JD, you have achieved farmer status! JFK said it best::"I know of no other business where they buy everything retail, sell everything wholesale and pay the freight both ways." That's a paraphrase, but it's pretty close. There is the farm crisis in a nutshell - what good business person would put up with those circumstances?
The weather here is acting just like March - warm and rainy one day, cold with mixed precipitation the next, and windy all the time. Stan is at his brother's fixing the silo unloader and cleaning barn. We'll eat when he gets home.
Just burns my keister no end that WE, the dairy producers, are assessed "X" amount from the milk check for promotion. Now, I ask y ou, do the steel mills pay for car advertising??? Hmmmmm??????? I'd better not get started on all that or I will be excommunicated from this thread.
Waiting for the cooler weather and rain. Please please we need rain. The wind continues to howl an send all sorts of things into the air that have given me one heck of a sinus headache. Basically, I am miserable with it. It came on with a vengence out of nowhere.
Very interesting conversation above about hay. I am still trying to get a handle on growing good coastal and jiggs. Those are the two big ones down here. Folks with horses want "horse quality" (that can be defined as many things), and those with cattle want a high protein hay, but they will settle for bahia or Texas grasses if there is nothing else around. B/c of our drought, there may be no conversation about hay this season.

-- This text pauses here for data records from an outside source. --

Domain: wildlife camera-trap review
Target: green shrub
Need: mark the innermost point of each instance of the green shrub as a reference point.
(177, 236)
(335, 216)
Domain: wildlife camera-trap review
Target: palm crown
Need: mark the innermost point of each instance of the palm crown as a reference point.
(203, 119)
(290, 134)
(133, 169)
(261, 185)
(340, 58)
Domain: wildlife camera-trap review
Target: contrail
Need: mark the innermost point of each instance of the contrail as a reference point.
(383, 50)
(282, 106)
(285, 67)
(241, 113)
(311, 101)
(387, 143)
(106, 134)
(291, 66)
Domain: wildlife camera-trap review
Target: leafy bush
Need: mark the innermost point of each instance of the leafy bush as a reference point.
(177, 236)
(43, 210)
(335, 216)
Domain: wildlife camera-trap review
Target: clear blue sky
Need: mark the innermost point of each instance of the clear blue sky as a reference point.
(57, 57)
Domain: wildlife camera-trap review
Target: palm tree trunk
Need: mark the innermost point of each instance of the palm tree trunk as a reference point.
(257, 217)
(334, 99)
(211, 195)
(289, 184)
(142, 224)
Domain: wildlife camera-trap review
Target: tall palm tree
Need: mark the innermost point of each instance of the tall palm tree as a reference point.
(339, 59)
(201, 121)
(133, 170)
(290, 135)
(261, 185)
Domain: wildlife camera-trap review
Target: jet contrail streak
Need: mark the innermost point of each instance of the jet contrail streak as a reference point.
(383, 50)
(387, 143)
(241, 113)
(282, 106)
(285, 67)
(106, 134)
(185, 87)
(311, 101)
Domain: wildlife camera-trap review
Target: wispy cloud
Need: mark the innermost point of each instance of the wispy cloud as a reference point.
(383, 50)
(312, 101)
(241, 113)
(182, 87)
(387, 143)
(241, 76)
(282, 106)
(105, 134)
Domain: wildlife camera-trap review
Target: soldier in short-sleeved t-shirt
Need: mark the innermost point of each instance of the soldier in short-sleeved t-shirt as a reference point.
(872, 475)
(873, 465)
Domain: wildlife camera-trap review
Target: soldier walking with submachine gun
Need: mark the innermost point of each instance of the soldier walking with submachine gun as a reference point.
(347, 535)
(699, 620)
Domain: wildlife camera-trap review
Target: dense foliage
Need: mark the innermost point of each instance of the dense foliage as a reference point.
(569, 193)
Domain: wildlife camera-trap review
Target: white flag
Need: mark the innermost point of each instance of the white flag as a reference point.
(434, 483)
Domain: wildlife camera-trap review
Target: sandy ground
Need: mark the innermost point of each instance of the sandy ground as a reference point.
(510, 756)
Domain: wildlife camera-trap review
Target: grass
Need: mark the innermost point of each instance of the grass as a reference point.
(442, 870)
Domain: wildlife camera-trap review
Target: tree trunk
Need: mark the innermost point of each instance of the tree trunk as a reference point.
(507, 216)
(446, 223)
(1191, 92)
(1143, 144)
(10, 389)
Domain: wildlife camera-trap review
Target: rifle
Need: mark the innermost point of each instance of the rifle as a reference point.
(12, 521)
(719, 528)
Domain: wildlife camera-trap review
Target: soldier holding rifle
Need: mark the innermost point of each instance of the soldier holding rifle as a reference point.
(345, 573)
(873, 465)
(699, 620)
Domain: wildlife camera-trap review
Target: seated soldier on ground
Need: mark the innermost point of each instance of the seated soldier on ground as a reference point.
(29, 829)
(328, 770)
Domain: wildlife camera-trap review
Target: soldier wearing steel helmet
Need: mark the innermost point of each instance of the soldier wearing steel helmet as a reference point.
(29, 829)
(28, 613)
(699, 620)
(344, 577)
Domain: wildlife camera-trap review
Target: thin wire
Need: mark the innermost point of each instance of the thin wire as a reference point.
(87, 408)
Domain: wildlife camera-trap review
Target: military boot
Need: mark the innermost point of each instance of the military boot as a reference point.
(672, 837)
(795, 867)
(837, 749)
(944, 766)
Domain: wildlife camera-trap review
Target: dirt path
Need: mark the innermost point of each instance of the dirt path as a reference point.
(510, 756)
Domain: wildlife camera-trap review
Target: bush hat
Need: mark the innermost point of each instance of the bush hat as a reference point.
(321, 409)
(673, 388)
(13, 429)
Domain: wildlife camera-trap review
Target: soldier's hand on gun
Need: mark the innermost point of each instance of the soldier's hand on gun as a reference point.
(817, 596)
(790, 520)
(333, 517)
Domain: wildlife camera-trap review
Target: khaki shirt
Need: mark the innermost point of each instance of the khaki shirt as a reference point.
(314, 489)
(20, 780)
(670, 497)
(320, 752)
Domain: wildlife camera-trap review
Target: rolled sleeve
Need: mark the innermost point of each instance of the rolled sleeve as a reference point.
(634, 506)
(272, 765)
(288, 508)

My litter of Golden pups are now 4 days old, and I am four days with little sleep. This old girl cannot go on much further without sleep. I have been sleeping in a recliner close to the birthing box. It gets old pretty fast. But in another 10 days or so, there will be some relief.
Still waiting for my last two cows to calve. I suspect they are waiting on the cold and wet to deliver. Fine with me as long as they are healthy.
Well, I need to let the horses out and clean their stalls. That should be good for the sinuses!
Wow MelissahL you got your hands full with pups and calves . :) hope your sinuses feel better.
Jdranch LOL to funny "company over rated " Yes it is crazy when it cost more to raise your own food . But just think, you won't get your beef recalled . I still think its better tasting . Grocery store meat taste isn't so great.
not much here
just have to rebuild GH. :(
We had bright sunshine all day, 36 for a high temperature, and only light winds. Not too bad unless we're standing still or in the shade.
The live lambs have started coming now, a set of triplets yesterday and a single today. No more sick or dead ewes but we still don't have the lab reports back to tell what caused 4 ewe deaths and all those sets of lambs to be lost. I say sets of lambs because they usually have twins. I go to check for newborns at 1am every night but so far none have been out there for me to bring to the barn. That should change soon.
I read on another thread that AnnaZ had a very exciting start to her day, but I will let her tell you about it since it is her story. So, now you might have to prod her a bit to get her to tell you about it. I will say this much, it is something you definitely don't want to have happen at your house.